Questions fréquentes
- Combien d'indicateurs Qualiopi pour un bilan de compétences ?
- Le bilan de compétences (BC) est soumis à 22 indicateurs, le socle commun le plus restreint des 4 catégories d'actions. Les indicateurs spécifiques à la formation, à la VAE ou à l'apprentissage ne s'appliquent pas.
- Un centre de bilan de compétences doit-il être certifié Qualiopi ?
- Oui, s'il veut que ses bilans soient financés par des fonds publics ou mutualisés (CPF notamment).
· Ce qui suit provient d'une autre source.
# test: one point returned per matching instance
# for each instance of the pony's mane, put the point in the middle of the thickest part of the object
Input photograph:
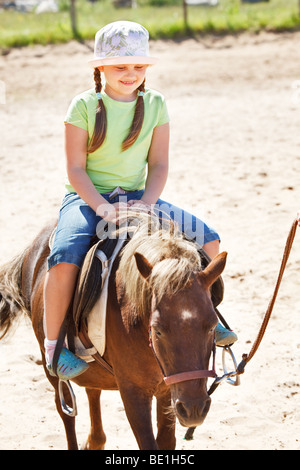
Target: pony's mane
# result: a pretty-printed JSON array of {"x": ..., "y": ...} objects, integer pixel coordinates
[{"x": 172, "y": 256}]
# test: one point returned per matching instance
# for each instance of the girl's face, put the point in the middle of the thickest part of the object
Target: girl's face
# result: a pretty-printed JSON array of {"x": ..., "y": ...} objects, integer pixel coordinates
[{"x": 122, "y": 81}]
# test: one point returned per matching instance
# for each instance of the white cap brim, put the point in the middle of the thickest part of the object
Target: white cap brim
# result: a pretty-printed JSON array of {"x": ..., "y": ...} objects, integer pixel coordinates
[{"x": 120, "y": 60}]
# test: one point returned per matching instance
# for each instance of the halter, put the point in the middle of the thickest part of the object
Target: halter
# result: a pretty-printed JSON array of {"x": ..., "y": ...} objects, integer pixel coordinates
[{"x": 183, "y": 376}]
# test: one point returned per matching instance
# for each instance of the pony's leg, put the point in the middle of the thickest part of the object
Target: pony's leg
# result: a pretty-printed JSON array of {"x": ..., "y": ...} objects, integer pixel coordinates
[
  {"x": 69, "y": 421},
  {"x": 96, "y": 439},
  {"x": 165, "y": 423}
]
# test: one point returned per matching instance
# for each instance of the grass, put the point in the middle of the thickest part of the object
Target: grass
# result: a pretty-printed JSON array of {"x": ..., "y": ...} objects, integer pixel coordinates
[{"x": 162, "y": 20}]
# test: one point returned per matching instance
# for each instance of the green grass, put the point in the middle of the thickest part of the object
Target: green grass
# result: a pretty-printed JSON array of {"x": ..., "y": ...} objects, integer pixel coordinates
[{"x": 162, "y": 20}]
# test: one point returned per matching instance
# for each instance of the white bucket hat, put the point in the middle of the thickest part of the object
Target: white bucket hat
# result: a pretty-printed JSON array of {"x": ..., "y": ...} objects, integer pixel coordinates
[{"x": 122, "y": 42}]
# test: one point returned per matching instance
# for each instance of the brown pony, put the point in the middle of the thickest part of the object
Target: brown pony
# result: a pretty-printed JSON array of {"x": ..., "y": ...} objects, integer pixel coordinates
[{"x": 156, "y": 288}]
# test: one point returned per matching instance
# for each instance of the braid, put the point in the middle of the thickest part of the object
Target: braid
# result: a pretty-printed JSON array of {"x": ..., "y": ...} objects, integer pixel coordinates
[
  {"x": 137, "y": 122},
  {"x": 101, "y": 121}
]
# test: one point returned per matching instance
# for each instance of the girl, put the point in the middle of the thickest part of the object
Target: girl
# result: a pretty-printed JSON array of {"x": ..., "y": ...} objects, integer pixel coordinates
[{"x": 112, "y": 134}]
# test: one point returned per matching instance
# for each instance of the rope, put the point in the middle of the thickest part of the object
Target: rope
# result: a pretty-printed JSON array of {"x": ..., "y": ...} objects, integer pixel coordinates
[{"x": 288, "y": 246}]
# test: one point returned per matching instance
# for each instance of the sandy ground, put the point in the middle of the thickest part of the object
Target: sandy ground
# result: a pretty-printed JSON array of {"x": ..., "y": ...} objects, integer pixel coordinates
[{"x": 235, "y": 160}]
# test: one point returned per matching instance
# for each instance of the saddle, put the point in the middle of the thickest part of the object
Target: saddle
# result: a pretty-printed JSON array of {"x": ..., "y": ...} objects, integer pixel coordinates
[{"x": 84, "y": 325}]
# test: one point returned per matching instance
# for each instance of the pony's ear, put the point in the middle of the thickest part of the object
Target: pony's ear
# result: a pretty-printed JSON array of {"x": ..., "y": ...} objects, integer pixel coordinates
[
  {"x": 215, "y": 268},
  {"x": 143, "y": 265}
]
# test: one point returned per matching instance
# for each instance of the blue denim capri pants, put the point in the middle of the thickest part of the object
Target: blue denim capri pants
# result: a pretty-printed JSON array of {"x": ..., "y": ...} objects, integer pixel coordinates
[{"x": 77, "y": 225}]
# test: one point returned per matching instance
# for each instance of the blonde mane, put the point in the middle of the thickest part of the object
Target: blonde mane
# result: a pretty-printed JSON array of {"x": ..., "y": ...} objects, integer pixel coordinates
[{"x": 173, "y": 258}]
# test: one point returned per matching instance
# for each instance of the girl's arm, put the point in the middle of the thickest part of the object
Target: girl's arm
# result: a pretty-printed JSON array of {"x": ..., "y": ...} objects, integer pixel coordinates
[
  {"x": 158, "y": 164},
  {"x": 75, "y": 149}
]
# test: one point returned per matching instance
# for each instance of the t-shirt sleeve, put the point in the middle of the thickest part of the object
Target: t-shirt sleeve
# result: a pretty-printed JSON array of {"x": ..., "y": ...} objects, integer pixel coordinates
[
  {"x": 77, "y": 114},
  {"x": 163, "y": 115}
]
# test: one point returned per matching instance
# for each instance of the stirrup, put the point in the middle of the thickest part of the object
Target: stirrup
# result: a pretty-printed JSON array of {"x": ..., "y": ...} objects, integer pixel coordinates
[{"x": 224, "y": 337}]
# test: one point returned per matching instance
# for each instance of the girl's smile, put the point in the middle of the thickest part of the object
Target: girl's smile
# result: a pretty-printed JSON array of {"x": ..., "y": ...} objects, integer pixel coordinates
[{"x": 122, "y": 81}]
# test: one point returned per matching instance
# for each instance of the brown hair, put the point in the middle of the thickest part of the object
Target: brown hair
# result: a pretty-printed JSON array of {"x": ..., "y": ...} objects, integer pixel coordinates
[{"x": 101, "y": 120}]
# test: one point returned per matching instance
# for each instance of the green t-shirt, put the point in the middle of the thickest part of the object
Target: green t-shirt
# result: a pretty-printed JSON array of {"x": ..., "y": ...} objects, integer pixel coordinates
[{"x": 109, "y": 166}]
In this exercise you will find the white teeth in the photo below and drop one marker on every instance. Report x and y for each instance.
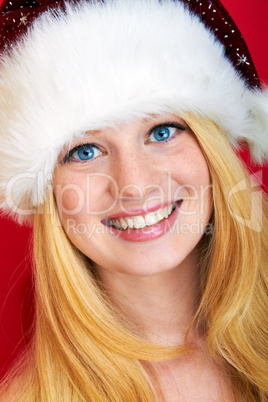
(123, 223)
(130, 223)
(139, 222)
(151, 219)
(160, 214)
(165, 212)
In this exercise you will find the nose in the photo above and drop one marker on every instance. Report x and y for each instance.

Le bilan de compétences est l'une des 4 catégories d'actions concernées par l'obligation Qualiopi depuis 2022.
- Comment Qualiopi prend-il en compte la confidentialité du bilan ?
- La confidentialité est inhérente au bilan de compétences : les preuves d'audit doivent démontrer le respect du consentement et de la confidentialité du bénéficiaire (le document de synthèse appartient au seul bénéficiaire), tout en traçant le déroulement des 3 phases du bilan.
- Quelles sont les 3 phases d'un bilan de compétences ?
- La phase préliminaire (analyse de la demande et du besoin), la phase d'investigation (exploration des compétences, motivations, projet) et la phase de conclusion (restitution et document de synthèse). L'audit Qualiopi vérifie la traçabilité de ce déroulé.